Here, the plaintiff adduced legally sufficient proof to establish a departure from the standard of care and as to causation. In particular, the plaintiff's expert obstetrician-gynecologist, Barry Schifrin, opined that the child suffered a placental "abruption plus or minus fetomaternal transfusion," which caused "a problem of oxygen availability in the baby's brain." Schifrin opined [*3]that continuous EFM testing should have been undertaken beginning on the date of the mother's fall, November 4, 2008. Schifrin testified that the EFM performed on November 12, 2008, showed that the child had been in distress for "quite some time." The plaintiff's expert pediatric hematologist, Jill DeJong, opined that the child's anemia was related to a fetomaternal transfusion.

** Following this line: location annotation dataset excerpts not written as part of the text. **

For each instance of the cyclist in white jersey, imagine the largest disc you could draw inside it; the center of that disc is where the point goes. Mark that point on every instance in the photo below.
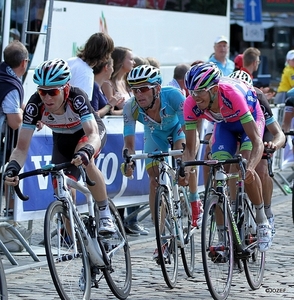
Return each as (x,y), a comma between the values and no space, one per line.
(78,133)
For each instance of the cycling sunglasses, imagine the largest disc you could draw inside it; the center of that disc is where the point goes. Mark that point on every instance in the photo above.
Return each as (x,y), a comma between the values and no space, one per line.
(50,92)
(142,89)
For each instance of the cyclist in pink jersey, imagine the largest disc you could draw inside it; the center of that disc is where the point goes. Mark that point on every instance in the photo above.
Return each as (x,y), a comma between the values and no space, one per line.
(234,108)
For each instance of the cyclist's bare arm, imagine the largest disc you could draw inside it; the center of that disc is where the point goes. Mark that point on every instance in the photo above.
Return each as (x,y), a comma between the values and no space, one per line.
(278,140)
(288,116)
(19,154)
(129,143)
(252,132)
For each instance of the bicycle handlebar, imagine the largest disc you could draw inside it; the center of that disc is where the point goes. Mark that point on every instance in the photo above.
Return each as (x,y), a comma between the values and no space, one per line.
(45,171)
(154,154)
(291,132)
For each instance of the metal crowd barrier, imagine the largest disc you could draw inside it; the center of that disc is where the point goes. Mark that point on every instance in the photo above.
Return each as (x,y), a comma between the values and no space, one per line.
(7,143)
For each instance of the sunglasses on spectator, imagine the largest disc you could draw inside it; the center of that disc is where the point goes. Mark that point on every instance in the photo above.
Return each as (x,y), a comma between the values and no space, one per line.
(50,92)
(142,89)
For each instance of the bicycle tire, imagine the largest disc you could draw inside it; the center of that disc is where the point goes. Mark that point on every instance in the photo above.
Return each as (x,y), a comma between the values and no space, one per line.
(254,265)
(218,269)
(3,283)
(166,238)
(188,250)
(293,202)
(118,274)
(70,274)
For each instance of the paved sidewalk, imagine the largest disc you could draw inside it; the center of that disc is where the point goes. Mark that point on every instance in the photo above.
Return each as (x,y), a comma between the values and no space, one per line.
(31,280)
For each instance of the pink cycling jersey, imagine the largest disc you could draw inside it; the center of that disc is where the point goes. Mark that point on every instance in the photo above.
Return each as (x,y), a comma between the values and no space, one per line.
(235,100)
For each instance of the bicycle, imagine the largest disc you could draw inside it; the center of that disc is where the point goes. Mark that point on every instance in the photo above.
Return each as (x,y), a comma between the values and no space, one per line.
(172,218)
(291,178)
(75,252)
(3,283)
(239,229)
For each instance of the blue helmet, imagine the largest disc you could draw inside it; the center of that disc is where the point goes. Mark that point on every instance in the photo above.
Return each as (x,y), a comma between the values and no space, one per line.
(243,76)
(144,73)
(202,75)
(52,72)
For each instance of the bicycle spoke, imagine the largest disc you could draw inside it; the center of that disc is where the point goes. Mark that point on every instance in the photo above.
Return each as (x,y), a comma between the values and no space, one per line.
(166,238)
(217,257)
(69,269)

Based on that evidence, the jury could have reasonably found that had the respondents undertaken or begun continuous EFM on November 10, 2008, the harm to the child would have been avoided or mitigated. Further, although the respondents' experts opined that the respondents did not depart from accepted practice, the jury was entitled to resolve the conflicting expert testimony in the plaintiff's favor (see Bobek v Crystal, 291 AD2d 521, 523; McElroy v Yousuf, 268 AD2d 733, 736). Accordingly, the Supreme Court should not have granted that branch of the respondents' motion which was to set aside the jury verdict on the issue of liability and for judgment as a matter of law (see Bianco v Sherwin, 165 AD3d 620; Hollingsworth v Mercy Med. Ctr., 161 AD3d 831, 832-833).

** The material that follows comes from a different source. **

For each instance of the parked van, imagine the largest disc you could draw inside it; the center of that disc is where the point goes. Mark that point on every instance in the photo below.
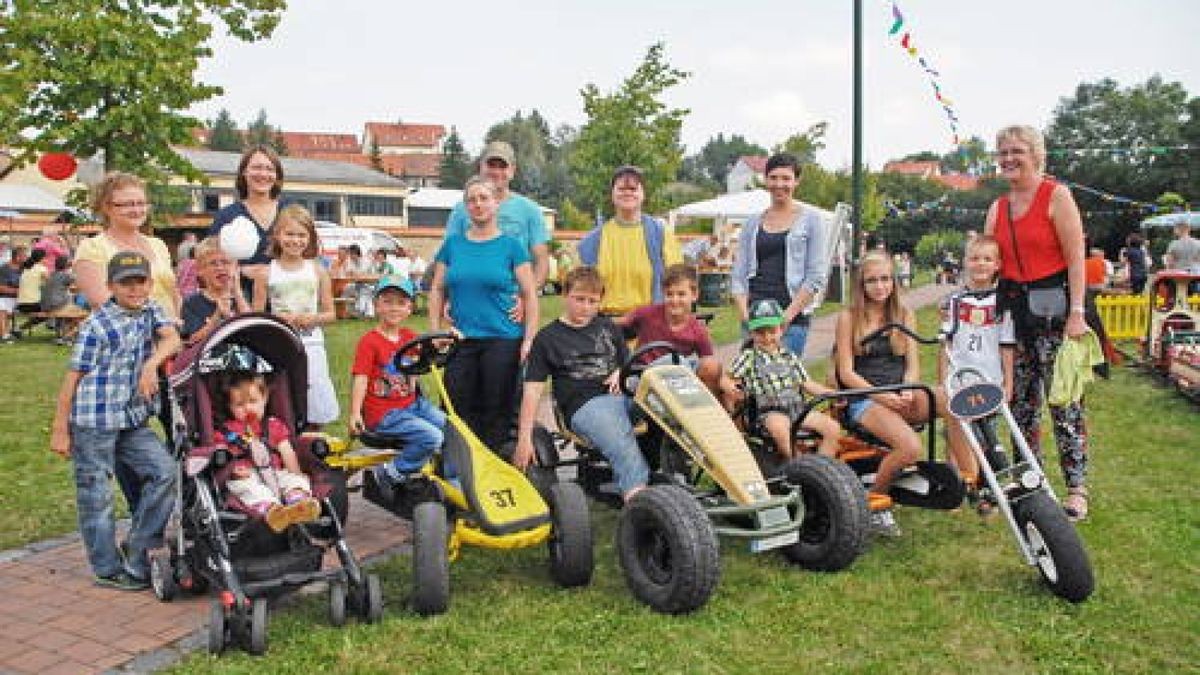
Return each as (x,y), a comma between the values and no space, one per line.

The jury's failure to award any damages for past pain and suffering and future pain and suffering deviates materially from reasonable compensation, in light of the evidence of the severe deficits suffered by the child, her ongoing need for medical treatment, ongoing medical events such as intractable seizures, and evidence of her consciousness and ability to interact with others (see CPLR 5501[c]; Eun Sook Maing v Po Ching Fong, 71 AD3d 1077, 1078; Sankar v Jamaica Hosp. Med. Ctr., 68 AD3d 844; see also Ramos v New York City Hous. Auth., 280 AD2d 325, 326). The jury's failure to award any damages for future lost earnings also deviates materially from reasonable compensation (see CPLR 5501[c]; Gorman v Matthew, 151 AD3d 816, 817-818; Sneddon v CSX Transp., 46 AD3d 1345, 1347).
AUSTIN, J.P., LEVENTHAL, DUFFY and IANNACCI, JJ., concur.